Rumah sederhana di Desa Sondana itu kini tak pernah sepi. Sejak kabar duka datang, warga berdatangan silih berganti. Ada yang membawa air mineral, ada yang datang hanya untuk menyalami nenek Aan, dan tak sedikit yang menyelipkan amplop kecil sebagai bentuk simpati yang tulus.
Aan atau Revan Kurniawan Santoso, pemuda 20 tahun telah pergi. Ia meninggal dunia setelah menjalani perawatan di RSUD Bolsel, diduga akibat penganiayaan yang terjadi saat ia berada di dalam sel tahanan Polres Bolaang Mongondow Selatan.
Kepergiannya menyisakan duka. Tapi dari duka itu pula, lahir gelombang empati. Dari warga biasa, tokoh masyarakat, hingga para pejabat, simpati datang tanpa diminta. Tidak sekadar ucapan belasungkawa, tetapi dalam bentuk nyata: donasi.
“Uang terkumpul itu hasil donasi dari masyarakat sebagai rasa simpati dan empati,” kata salah satu anggota keluarga Aan.

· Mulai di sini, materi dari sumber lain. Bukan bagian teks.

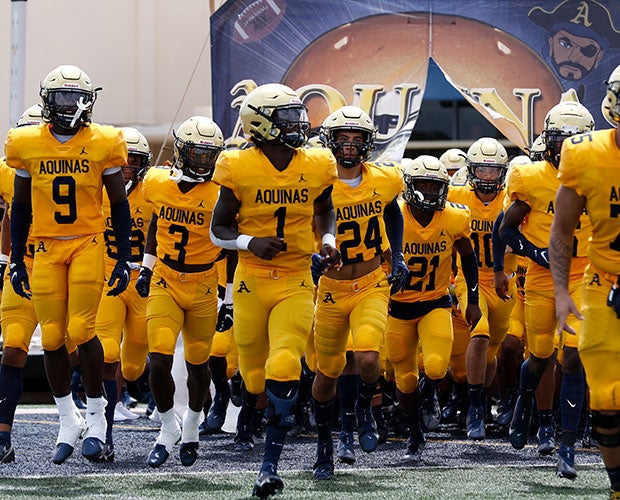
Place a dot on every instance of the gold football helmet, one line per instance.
(274, 113)
(139, 153)
(349, 118)
(68, 97)
(610, 107)
(453, 159)
(32, 116)
(563, 120)
(426, 183)
(197, 143)
(487, 163)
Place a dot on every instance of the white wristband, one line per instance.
(243, 240)
(228, 294)
(329, 239)
(149, 260)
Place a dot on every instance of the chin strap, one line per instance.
(177, 175)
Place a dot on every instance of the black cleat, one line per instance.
(268, 483)
(415, 447)
(344, 450)
(63, 451)
(546, 441)
(565, 466)
(7, 453)
(158, 456)
(323, 469)
(367, 434)
(188, 453)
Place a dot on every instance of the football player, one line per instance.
(422, 314)
(525, 228)
(61, 167)
(589, 171)
(487, 163)
(19, 319)
(123, 317)
(354, 298)
(179, 261)
(269, 196)
(453, 159)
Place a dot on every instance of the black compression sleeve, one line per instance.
(21, 215)
(121, 225)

Saat ini, donasi yang terkumpul bukan angka besar dalam ukuran dunia, tetapi sangat berarti bagi keluarga yang hanya hidup dari apa adanya.
Mereka tidak punya kendaraan sendiri, tidak punya tabungan, dan tidak punya akses yang mudah untuk layanan kesehatan lanjutan.
Padahal, Aan awalnya direncanakan akan dirujuk ke rumah sakit di Manado. Namun, biaya menjadi tembok penghalang. Semua serba terlambat. Kini, sumbangan itu akan digunakan untuk membiayai proses hukum yang masih berjalan. Karena meski Aan sudah tiada, keluarganya bertekad agar kebenaran tak ikut terkubur.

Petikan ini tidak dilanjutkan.